Mrs. von der Leyen’s answer was as follows:

It is an obligation for people to rescue the drowning. What Italy wants above all is the reform of the dysfunctional system . . . . I understand that the countries of the European Union with external frontiers do not want to be left to face the challenge of migration alone. They deserve our solidarity.

This is what a friend of mine calls a mashed-potato answer, one that does not address the question asked but succeeds in conveying a vague and non-committal aura of benevolence. Our solidarity: who could possibly be against it? But what would it mean in practice, our solidarity? It would mean spreading out all of the illegal migrants who have arrived in Italy, for example, among the other countries of Europe, whether those other countries want them or not (and, incidentally, whether or not the migrants themselves want to go to the countries allocated to them, an obvious point that I have never once seen mentioned in this connection). In these circumstances, solidarity might not last very long, and indeed might turn into its very opposite: extreme hostility. Note also that the very word solidarity suggests something that those in favour of mass migration are at pains to deny: that the migrants, far from being an asset to the country they have migrated to, are a burden on them.

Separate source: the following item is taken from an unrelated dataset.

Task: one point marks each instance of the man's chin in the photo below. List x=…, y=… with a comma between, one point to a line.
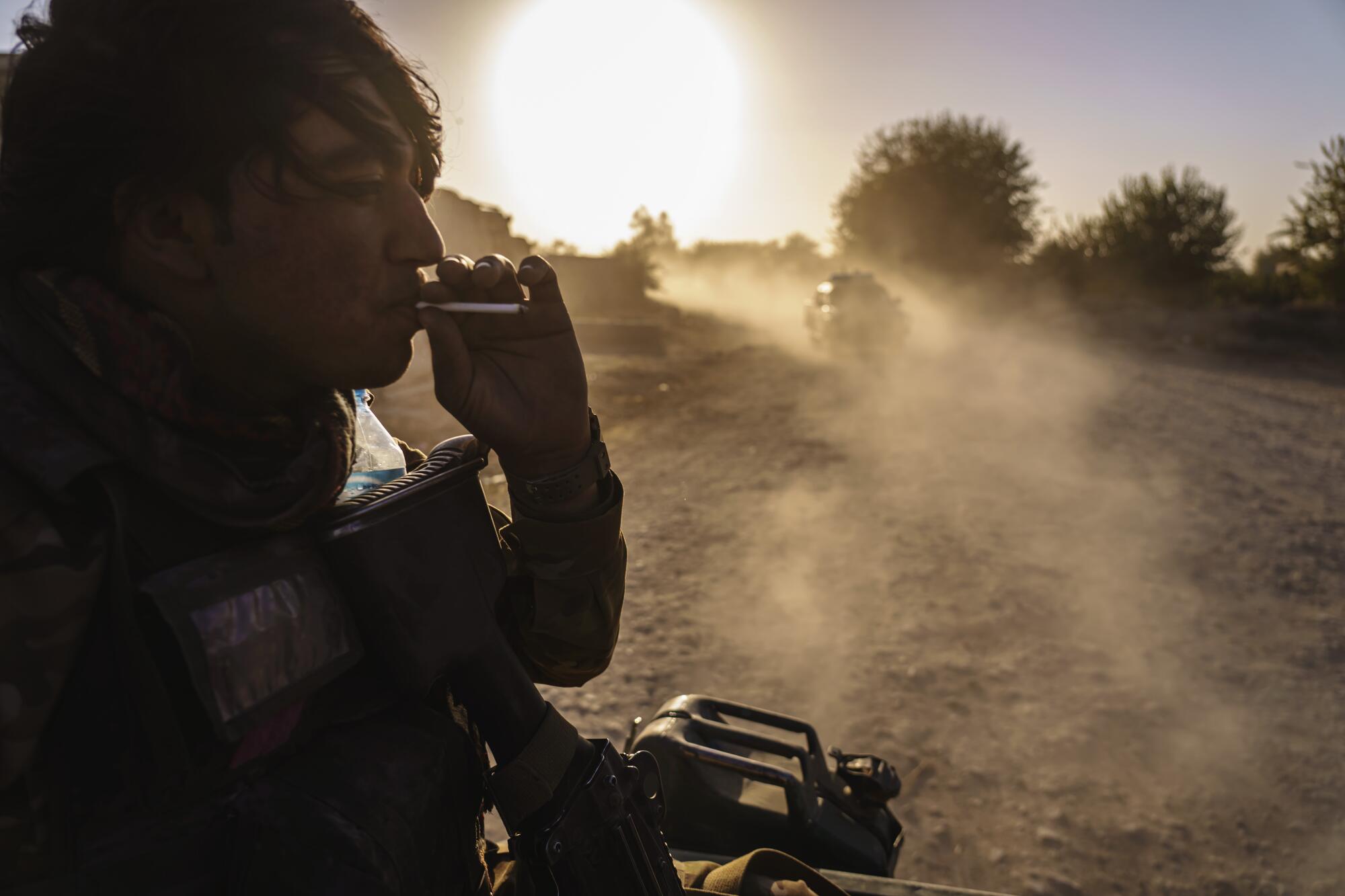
x=383, y=370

In her above answer, the President-elect (for purely political reasons) disregarded entirely the evidence that Mr. Salvini’s policy has been a great success, at least from the point of view of preventing illegal immigration into Italy and deaths by drowning of those trying to reach it. He has, in effect, saved incomparably more lives by his firmness than have all the NGO’s put together who try to save the drowning. On the contrary, by encouraging people to try to reach Italy, the self-righteous NGO’s, which make mock of national laws, have in effect underwritten hundreds, if not thousands, of additional deaths. It is one thing to save the drowning whenever you find them, but another entirely to go looking for them. In fact, the NGO’s are a perfect illustration of Oscar Wilde’s definition of the sentimentalist: one who desires to have the luxury of an emotion without paying for it. The costs are imposed on others.

What is “They deserve our solidarity,” uttered without the slightest indication of what such solidarity actually entails, if not a slogan? In fact, there is very little other than slogan, cliché and evasion in the President-elect’s interview, with a leavening of humbug.

Nevertheless, to complain of this is perhaps futile or even dangerous. The problem in Europe is that opposition is also by slogan, cliché, and evasion, often with a leavening of true nastiness.